37. Bukan snow white

937 56 1
                                        

"Dan ini bukan cerita yang akhirnya bahagia. Bukan"

-ARZARA-


Zara melirik sebuah buku diatas meja belajarnya. Buku yang sudah lama tidak ia buka lagi. Buku yang sampai sekarang hanya ia jadikan pajangan. Ia membiarkan buku itu tidur lama. Sangat lama sampai ia tidak mau membangunkannya.

Karena pemilik buku itu jatuh pada pemberi buku. Namun pemberi buku sudah tidak lagi menulis, tidak ada lagi tinta disana. Ia menghilang. Maka dari itu pemilik buku membiarkan bukunya tertidur layaknya seorang nenek tua yang memberi apel pada snow white hingga snow white tidak lagi membuka mata.

Namun, buku itu benda mati. Ia tidak seperti snow white yang akan bangun dan hidup kembali jika ada pangeran.

Karena sebenarnya, bukan buku itu. Bukan buku itu yang seperti snow white. Namun, pemiliknya. Ia seperti benda mati yang diberi nyawa. Ia tertidur sampai siapapun yang berusaha membangunkannya, ia tetap menutup matanya rapat.

Hingga pangeran datang dan berhasil membangunkannya lalu mereka hidup bahagia selamanya. Tapi sayangnya, ia bukan snow white. Ia tidak punya pangeran. Dan ini bukan cerita yang akhirnya bahagia. Bukan.

"Za. Ketika kamu membuka buku ini, itu sama dengan kamu membuka duniaku. Semudah itu"

Setetes air jatuh membasahi lembar pertama pada buku itu. Pertama kali ia membuka buku itu dengan senyuman yang dunia pun tidak bisa meniru seberapa senangnya ia. Namun sekarang, ia membuka buku itu dengan air mata. Jauh dari rasa senang. Dan jelas, dunia pun tidak ingin bersedih hanya untuk menirunya.

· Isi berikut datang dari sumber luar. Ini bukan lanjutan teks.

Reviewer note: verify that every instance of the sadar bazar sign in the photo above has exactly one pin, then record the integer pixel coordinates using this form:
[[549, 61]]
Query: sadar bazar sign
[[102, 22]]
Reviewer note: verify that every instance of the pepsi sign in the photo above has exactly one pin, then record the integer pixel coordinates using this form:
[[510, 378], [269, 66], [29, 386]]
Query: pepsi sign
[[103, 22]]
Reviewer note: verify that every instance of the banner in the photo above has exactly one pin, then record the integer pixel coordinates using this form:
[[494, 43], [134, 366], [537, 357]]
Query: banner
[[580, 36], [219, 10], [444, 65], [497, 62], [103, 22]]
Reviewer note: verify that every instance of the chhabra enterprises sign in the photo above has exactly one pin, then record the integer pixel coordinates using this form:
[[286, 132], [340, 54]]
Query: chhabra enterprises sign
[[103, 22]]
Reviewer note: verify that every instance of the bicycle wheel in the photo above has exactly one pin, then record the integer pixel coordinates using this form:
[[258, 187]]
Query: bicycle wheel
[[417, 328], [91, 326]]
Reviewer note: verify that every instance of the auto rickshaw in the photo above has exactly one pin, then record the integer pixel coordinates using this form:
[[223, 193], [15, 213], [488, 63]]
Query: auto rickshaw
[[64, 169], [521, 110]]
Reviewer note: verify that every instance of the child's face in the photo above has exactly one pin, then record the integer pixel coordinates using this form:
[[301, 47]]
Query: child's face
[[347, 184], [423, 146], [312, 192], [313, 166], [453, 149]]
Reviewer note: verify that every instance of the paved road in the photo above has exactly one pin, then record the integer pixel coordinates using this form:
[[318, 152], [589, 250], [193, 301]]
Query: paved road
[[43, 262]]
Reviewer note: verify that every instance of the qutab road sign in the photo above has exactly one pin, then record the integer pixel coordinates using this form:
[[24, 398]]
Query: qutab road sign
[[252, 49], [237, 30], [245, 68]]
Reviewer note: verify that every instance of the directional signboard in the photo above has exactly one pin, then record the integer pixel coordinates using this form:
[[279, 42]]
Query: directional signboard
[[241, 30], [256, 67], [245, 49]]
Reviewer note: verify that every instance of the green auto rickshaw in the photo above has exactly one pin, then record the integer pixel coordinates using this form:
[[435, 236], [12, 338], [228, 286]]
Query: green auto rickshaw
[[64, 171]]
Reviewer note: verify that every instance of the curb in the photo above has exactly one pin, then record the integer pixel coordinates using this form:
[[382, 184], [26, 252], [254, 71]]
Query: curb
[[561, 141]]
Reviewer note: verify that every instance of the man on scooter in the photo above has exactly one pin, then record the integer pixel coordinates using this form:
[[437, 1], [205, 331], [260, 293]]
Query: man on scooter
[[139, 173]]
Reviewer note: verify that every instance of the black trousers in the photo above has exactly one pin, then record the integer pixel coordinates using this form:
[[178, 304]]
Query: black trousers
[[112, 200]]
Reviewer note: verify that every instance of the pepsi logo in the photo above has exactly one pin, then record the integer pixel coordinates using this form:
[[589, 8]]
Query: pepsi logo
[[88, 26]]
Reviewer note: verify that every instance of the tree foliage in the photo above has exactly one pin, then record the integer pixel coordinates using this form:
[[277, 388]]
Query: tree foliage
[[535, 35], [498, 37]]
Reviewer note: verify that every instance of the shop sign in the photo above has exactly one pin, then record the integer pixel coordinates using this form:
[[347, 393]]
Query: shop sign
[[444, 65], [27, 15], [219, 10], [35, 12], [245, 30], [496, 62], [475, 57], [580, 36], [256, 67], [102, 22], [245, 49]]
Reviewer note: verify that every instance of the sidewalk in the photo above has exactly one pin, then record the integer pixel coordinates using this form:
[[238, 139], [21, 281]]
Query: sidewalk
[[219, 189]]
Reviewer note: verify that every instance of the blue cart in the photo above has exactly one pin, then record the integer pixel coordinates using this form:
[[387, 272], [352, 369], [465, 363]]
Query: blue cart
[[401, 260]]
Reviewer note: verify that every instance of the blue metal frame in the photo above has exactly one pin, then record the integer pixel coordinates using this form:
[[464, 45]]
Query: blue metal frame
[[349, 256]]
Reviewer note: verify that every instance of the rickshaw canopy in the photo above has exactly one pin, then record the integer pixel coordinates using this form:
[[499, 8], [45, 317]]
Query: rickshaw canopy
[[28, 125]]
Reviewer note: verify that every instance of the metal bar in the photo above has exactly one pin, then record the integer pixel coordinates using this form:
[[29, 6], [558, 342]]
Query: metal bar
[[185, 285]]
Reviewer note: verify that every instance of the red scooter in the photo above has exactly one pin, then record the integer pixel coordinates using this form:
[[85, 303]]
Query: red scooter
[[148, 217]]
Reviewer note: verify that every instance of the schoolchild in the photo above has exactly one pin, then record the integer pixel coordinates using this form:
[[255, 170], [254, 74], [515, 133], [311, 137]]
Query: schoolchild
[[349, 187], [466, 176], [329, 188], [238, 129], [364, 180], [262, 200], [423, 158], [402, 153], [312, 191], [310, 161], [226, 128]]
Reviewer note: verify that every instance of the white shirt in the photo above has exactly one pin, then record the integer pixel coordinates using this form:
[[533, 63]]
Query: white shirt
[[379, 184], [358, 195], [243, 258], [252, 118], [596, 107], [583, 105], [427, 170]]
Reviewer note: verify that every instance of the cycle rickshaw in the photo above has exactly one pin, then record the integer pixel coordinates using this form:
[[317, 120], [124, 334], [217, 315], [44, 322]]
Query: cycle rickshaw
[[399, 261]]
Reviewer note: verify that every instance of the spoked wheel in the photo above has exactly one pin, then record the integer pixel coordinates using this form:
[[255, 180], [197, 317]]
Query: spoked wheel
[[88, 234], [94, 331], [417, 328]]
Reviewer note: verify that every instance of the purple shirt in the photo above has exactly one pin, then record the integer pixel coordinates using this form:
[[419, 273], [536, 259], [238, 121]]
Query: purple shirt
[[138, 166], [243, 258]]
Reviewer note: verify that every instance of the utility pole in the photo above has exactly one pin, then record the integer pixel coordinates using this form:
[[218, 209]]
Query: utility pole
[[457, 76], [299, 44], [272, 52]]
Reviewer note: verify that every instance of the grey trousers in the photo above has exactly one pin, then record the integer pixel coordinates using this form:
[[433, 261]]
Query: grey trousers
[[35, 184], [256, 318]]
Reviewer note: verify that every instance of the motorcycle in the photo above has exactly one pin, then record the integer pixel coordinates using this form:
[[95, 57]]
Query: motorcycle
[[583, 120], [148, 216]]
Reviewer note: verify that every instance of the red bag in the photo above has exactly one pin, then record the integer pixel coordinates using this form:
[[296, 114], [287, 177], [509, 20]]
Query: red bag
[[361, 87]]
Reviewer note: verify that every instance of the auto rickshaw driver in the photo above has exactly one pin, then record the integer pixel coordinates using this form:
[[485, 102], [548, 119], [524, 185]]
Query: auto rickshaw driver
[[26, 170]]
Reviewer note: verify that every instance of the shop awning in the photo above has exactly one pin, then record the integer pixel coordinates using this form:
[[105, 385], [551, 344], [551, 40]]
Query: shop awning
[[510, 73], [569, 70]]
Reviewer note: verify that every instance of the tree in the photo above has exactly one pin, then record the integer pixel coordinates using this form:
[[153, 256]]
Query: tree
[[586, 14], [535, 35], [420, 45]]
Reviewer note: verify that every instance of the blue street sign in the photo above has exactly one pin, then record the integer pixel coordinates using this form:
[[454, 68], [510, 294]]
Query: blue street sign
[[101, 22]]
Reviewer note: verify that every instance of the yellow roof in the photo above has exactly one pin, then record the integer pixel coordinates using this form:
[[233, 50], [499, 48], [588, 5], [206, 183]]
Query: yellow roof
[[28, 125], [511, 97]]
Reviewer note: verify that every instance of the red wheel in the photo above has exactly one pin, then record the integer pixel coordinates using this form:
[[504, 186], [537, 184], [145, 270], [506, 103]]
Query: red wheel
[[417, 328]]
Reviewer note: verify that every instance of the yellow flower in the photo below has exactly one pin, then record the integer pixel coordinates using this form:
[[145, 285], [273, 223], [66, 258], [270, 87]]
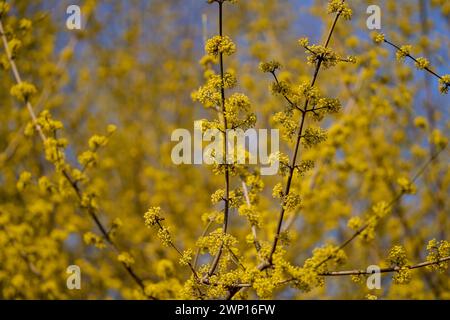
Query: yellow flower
[[126, 258], [422, 63], [220, 44]]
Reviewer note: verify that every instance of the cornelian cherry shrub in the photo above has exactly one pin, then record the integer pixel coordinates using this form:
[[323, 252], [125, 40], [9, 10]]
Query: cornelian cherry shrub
[[167, 150]]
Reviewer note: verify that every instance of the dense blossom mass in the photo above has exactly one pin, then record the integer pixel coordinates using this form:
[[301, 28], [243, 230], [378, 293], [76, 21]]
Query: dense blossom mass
[[87, 179]]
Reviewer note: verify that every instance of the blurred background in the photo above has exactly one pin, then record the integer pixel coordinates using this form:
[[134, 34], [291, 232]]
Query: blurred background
[[135, 64]]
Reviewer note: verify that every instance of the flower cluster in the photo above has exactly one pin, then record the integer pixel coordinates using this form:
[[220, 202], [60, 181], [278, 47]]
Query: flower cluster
[[327, 57], [220, 45], [397, 258], [403, 52], [340, 7], [313, 136], [378, 38], [216, 239], [93, 239], [444, 83], [270, 66], [186, 257], [23, 91], [406, 185], [422, 63], [126, 258]]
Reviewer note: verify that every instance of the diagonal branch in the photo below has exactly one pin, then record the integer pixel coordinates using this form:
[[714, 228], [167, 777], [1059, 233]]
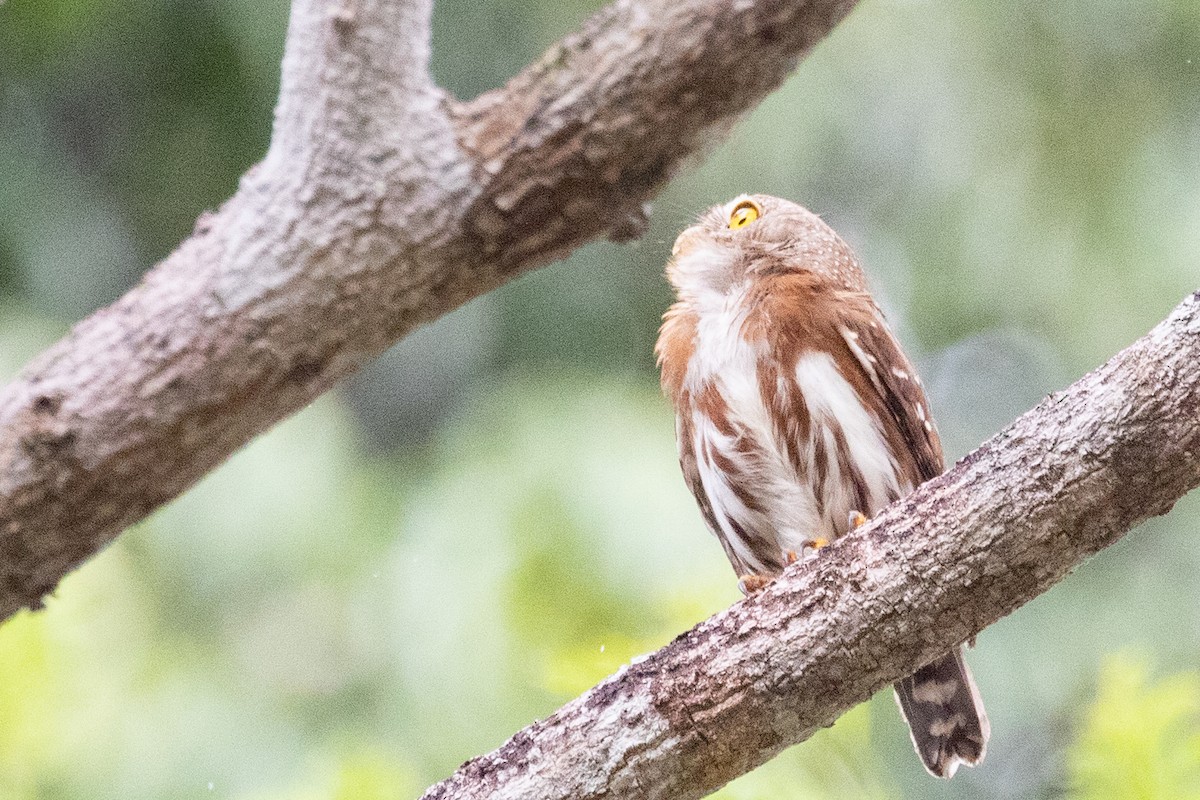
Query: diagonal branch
[[381, 205], [1008, 522]]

Ia pun segera menutup buku itu dan meraih ponsel yang berada di atas tempat tidurnya. Mencari nama seseorang yang suaranya ingin ia dengar sekarang juga. Namun, tidak ada jawaban dari sana. Bahkan ponselnya pun tidak aktif.

"Za. Aku gaakan pernah ganti nomor telfonku"

"Kamu akan ganti kalau handphonemu hilang"

"Gaakan. Pengawasanku terlalu ketat"

"Ya kalaupun hilang, ngga masalah kan dengan kamu ganti nomor"

"Engga, Za. Nanti kamu kerepotan harus mengetik dan menyimpan nomorku yang baru"

"Ya enggalah. Mana mungkin kerepotan cuma menyimpan nomor telfon. Apalagi nomor kamu" Jawab gadis itu sambil terkekeh kecil.

"Supaya kamu tidak perlu mencariku"

Senyuman yang tadi menghiasi bibirnya pun dalam sekejap menghilang, "Memangnya kamu mau kemana?"

Lelaki itu pun tersenyum, "Aku tidak akan kemana-mana kalau rumahku disini"

Zara terus menelfon, namun tidak ada jawaban satupun. Lelaki itu menghilang lagi. Dan kini, gadis itu menghancurkan kembali tembok yang sudah ia bangun dengan kokoh; mencarinya.

Ia pun keluar dari rumahnya, melihat ke kanan dan kiri namun tidak ada siapapun disana. Kakinya terus berlari sampai ia melihat orang-orang yang sedang berkumpul tidak jauh darinya dengan memasang wajah iba.

***
"Zara. Makan dulu ya sayang? Buka pintunya" Ucap Rina lirih.

Tak ada jawaban.

2 hari setelah pemakaman Gara, gadis itu tidak mau keluar dari kamarnya. Ia terus menangis. Matanya sudah sembab tak karuan. Tatapannya kosong. Dan surat terakhir dari Gara pun sudah penuh dengan air matanya.